In the Marketplace section of today's Wall St. Journal comes a story about large law firms cutting costs by hiring temp lawyers. These folks mostly review documents on computers, which is good for the firm because the computers keep track of the attorney's efficiency. In other words, this is the legal profession's equivalent of a fast food worker.
The article says that this kind of temporary staffing is expected to increase by 25% over the next two years or so. And the typical lawyer temp makes between $40,000 and $50,000 annually, which is a lot less than “regular lawyers” make at the big firms.
The typical first year associate bills (according to the article) at between $325 to $550 an hour in big firms. That means that, if they bill 1,800 hours per year, then they generate between $630,000 to $990,000 in revenue for that firm. The contract lawyers, on the other hand, only generate about $90,000 per year. Obviously, the law firm would rather pay their regular associates to bill for the work done by temp lawyers. But, just as obviously, their clients would rather pay the temp lawyer rates.
I wonder how this lower rate structure will affect the “regular associates”? My regular rate is $250 an hour, and I've been practicing law for over 20 years. I realize that the Wall St. Journal article is looking at New York law firm rates, but even in New Orleans my rates are much lower than attorneys with my experience who work in big firms.

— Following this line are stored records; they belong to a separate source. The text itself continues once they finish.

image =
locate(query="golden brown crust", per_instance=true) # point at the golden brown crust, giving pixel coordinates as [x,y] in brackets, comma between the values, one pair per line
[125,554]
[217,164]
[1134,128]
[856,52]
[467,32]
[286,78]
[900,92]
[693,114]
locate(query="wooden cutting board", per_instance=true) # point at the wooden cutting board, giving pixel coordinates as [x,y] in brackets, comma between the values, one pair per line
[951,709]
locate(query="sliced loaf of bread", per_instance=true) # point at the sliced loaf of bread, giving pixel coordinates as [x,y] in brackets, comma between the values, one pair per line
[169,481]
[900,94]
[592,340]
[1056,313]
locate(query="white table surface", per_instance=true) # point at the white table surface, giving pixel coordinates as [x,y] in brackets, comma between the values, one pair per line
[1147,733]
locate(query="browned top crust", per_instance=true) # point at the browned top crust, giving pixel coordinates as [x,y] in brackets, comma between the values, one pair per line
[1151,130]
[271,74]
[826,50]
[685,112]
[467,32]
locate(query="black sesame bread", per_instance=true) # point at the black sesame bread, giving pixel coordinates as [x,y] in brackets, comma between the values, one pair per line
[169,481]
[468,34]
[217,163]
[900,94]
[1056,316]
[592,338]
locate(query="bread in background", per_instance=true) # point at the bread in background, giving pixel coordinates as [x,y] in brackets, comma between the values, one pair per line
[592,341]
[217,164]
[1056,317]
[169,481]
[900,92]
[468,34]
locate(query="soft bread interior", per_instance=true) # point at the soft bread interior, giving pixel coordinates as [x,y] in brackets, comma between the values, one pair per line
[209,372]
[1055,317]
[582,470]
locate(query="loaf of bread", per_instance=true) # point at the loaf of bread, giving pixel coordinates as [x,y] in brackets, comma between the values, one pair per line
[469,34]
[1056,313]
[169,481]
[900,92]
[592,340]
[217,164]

Business clients are going to keep looking for ways to pay lawyers less money, and they are going to keep pressuring them—especially now that there is such a glut of available legal talent. Big firms can only cut costs so much because much of their costs are tied to long-term leases in prestigious buildings (and other expensive fixed costs).
I'll be interested to see how this tension between big firms and their clients plays out over the next two to five years.